Pennsylvania congressman John Murtha (1932-2010), who died January 8, was the first combat veteran of the Vietnam War elected to national office; he was also among the last. Murtha began his first of 18 terms in the US House 35 years ago this month, and he was a virtual lock for reelection this November, despite becoming one of the most controversial public servants of this incredibly shady era in American politics. His words and actions during the Bush 43 administration bear directly on the country we live in today, and even his most bitter enemies must acknowledge the weight of his passing.
Murtha was a hard man who exerted soft power through the complex and deeply important business of manipulating the appropriations process to the benefit of his state. The people of Pennsylvania paid out millions in salary and benefits that will extend on for years to come for an inside track that could transcend the fluctuations of electoral activity. It is what legislators are hired to do, but details are generally left up to the individual. Murtha was just one of many, but he was considered one of the best—so much so that, when he turned on a war that our government and media establishment unanimously supported, his spot was only briefly jeopardized.
Murtha’s anti-war shift helped precipitate a chain of events that culminated with the election of Barack Obama. Granted, that has meant no tangible gains for the anti-war movement so far, but it certainly brought humanity a good ways back from the edge of total disaster for long enough to brainstorm solutions. Murtha’s turn legitimized views being voiced before the war even started, but which were effectively censored from the public debate through what is now understood to be a web of bribery, intimidation and willful deceit affixed to social connections between members of Congress, the Bush and Clinton administrations and reporters at several key media institutions. It was a deliberate process “assisted” (in the Scientology sense) by officials of at least four governments. Please look it up yourself right now—I’ll wait….

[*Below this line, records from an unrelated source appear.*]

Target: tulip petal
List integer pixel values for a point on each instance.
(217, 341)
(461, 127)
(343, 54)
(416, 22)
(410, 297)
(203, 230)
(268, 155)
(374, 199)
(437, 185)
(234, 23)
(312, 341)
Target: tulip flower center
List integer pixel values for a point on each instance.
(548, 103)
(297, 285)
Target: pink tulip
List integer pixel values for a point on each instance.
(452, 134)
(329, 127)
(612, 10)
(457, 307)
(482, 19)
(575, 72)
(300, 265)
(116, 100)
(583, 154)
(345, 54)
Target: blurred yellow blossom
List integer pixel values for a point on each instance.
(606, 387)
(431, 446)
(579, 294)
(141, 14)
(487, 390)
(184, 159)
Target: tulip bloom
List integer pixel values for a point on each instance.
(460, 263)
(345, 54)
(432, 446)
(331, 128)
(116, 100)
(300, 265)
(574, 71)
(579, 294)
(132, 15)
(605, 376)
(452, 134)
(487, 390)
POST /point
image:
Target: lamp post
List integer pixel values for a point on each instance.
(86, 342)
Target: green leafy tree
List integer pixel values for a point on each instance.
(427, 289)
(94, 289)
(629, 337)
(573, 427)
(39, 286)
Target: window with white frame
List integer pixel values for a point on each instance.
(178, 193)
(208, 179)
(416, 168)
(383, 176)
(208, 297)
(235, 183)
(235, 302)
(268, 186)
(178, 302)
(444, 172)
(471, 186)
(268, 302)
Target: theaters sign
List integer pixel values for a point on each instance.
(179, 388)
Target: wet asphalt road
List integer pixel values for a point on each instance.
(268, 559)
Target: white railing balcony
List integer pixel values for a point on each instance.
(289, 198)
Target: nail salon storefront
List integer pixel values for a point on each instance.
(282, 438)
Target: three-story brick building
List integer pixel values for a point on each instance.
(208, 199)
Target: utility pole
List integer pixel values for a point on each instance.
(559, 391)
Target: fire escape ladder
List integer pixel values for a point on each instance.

See? All of this is public record, through various proceedings and anecdotal data contributed by the principles themselves, including John Murtha, who, like all of us, was sold a set of falsehoods that ultimately reversed the greatest economic boom in history, induced an atmosphere of bitter division among civilians and led directly to the death or permanent physical or psychological injury (including lost jobs, broken families, homes foreclosed) of more American soldiers than can ever statistically quantify. Hell, we’ve all heard stories from friends, loved ones, colleagues, but Murtha (who earned a Bronze Star and two Purple Hearts in Vietnam) surely heard a lot more than almost anyone, and one can easily imagine the effect it had on him.
Murtha wasn’t stupid, and he was no pacifist. He was a conservative Democrat who was for the war before he was against it. He knew the fix was in, and he said so, even at a cost that routinely proves too high for our so-called “leaders”. He was already under investigation, already widely associated with classic-style political corruption (the type eclipsed in the post-9/11 era), yet he chose to draw heat from an administration known for its vindictiveness because he felt it was his patriotic duty. He thus proved that peace was not a partisan issue. We now know that many of the men who waged the first war in Iraq, from frontline soldiers right up to the executive branch, were opposed to another one, for reasons that now seem obvious. Those soldiers should have never been in Haditha in the first place; they should have been home, protecting their own cities. It’s a price we’ll never stop paying.
The irony, of course, is that his stance against the war, which many at the time thought would be Murtha’s political undoing, instead helped elevate him from general obscurity to becoming a household name on par with Cindy Sheehan, who was the much-abused public face of the anti-war movement until Murtha arrived. It speaks to his legacy that his death (attributed to botched gall bladder surgery) was instantly declared in some outposts of the ‘Net to be an assassination. His death would have otherwise passed with barely a mention. Instead, Murtha’s name will live on as a sterling example of what real leadership—the dirty, dangerous kind—looks like. Well, kids, look closely, because you aren’t likely to see anything like it again, not anytime soon. RIP.